I am missing the good days of Istanbul.
Actually, it isn’t mine, but I am a regular there. There is no other tea garden like it, for it is at the base of the 12th century Galata Tower. I have been going there for more than eight years, since I started looking for and finding several places in the neighbourhood. Now I am part of the neighbourhood and often sit in the tea garden to watch the locals and the tourists.
The tea garden has been there for more than 50 years. For many of those years it was a place for men to drink tea and play tavla (backgammon), okey (a game with tiles), or cards on green felt covered tables. This is still a neighbourhood, so the men still do that. However, more often than not, they are joined by newer regulars and tourists. Sometimes in winter, I am the only woman in there, but they pretty much ignore me. They know who I am. Unfortunately, a few years ago, they took out the wood stove and put in natural gas heating, so the inside lost some of its character, though now even people in the corners will be warm.
Most of the year, however, the outside tea garden is where people sit. The wooden tables and chairs (they used to be plastic, but were replaced a few years ago) are under a grape arbour and we can watch the greening, flowering, and fruiting of the vine. Even the lights look like bunches of grapes, which would probably be tacky anywhere else. There is a walled garden along one side, with an old marble sink on the ground for the cats to drink water from.
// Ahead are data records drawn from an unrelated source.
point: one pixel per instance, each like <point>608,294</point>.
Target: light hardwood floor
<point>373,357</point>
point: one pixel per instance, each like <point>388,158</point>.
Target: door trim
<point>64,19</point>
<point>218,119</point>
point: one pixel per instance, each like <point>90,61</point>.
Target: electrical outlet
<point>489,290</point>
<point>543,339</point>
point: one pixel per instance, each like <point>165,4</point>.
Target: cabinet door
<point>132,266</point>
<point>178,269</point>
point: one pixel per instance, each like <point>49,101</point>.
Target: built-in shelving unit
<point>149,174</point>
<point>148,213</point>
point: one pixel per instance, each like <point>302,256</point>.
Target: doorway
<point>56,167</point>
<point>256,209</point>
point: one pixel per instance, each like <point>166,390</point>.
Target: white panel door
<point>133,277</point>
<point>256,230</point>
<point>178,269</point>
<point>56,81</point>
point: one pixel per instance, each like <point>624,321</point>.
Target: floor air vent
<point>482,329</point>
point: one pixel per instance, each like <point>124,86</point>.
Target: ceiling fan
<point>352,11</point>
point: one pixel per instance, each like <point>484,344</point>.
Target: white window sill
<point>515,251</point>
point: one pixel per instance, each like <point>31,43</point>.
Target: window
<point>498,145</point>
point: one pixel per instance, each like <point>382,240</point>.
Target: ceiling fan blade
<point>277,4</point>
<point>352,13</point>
The rest of the tea garden opens up to Galata Meydan, a bricked and tiled open square (actually it’s sort of lopsided round). There are lots of places to sit, on the benches or on the seated planters. I sit in the tea garden and look at the people in the square. The tourists are obvious, with their open books or maps and the bewildered or determined look on their faces. I try to guess where they are from. The Arabs are obvious, as the women are usually wearing at least a black headscarf. For the others, I have to hear the language to guess their origin.
There are other newish local regulars besides me. Ismet and Nuri are artists and have their studios in Galata, though neither of them live there. John is a respected poet and travel writer. Mel is a professor and a writer. There are several other artists, writers, photographers, and architects now in the area.
The tea garden itself is open to the flow of people that come through the square. The garson has mastered tea garden basics in several languages and exchanges at least pleasantries with the Turks. He greets me by name whenever I come, though I forgot his and am embarrassed to ask again. Other cayci (ch-eye-ji) have come and gone, but he has been there for several years. It requires a lot of running and a lot of tea to make money there.
In fact, at the tea garden, you can’t get much to eat. There is tea, nescafe, Turkish coffee, soda (bubbly water), or maybe fruit juice. A few years ago they added tost (grilled cheese sandwiches) and hamburgers. They sell a lot of tea and coffee, so even though they are not expensive, the volume during the season is certainly high.
On nice Sundays, the square is full of people and the tea garden is busy. Some people buy borek, a savoury pastry, or sweet pastries elsewhere and eat them with their tea. They read the paper and probably smoke. Others, like me, drink tea and smoke and watch the people. Still others sit in pairs and groups, intent on their conversations. On spring and fall days some places are in the sun and in the summer tea drinkers can take shade under the bower.
It is amazing to sit and know that the tower that I am just a few meters away from has been solidly standing there for centuries, since 1348. It used to be a fire observation tower, among other things. Some years ago I met an old man who had been a firefighter and knew the tower well. Supposedly in 1632 Hezarfen Ahmet Celebi flew from the Galata Tower to Uskudar, 6 kilometers away on the Asian side. I found the inside of the tower disappointing, actually. You walk up the marble stairs through the door, and find yourself in an elevator lobby that is also a gift shop. You have to take the elevator up, as people are not allowed to use the stairs. Upstairs there is a sort of tacky entertainment restaurant that probably looks better in dimmed lights at night and full of tourists. Upstairs from that is an uninteresting café. However, then it is up to the outside walkway. From there you have a fabulous view of the old city, including Aya Sofia and the Blue Mosque, and across to the Asian side and the Princes Islands. It is well worth going up there for that, but I have to say that I particularly like to look down at my neighbourhood. Then it is back to the tea garden.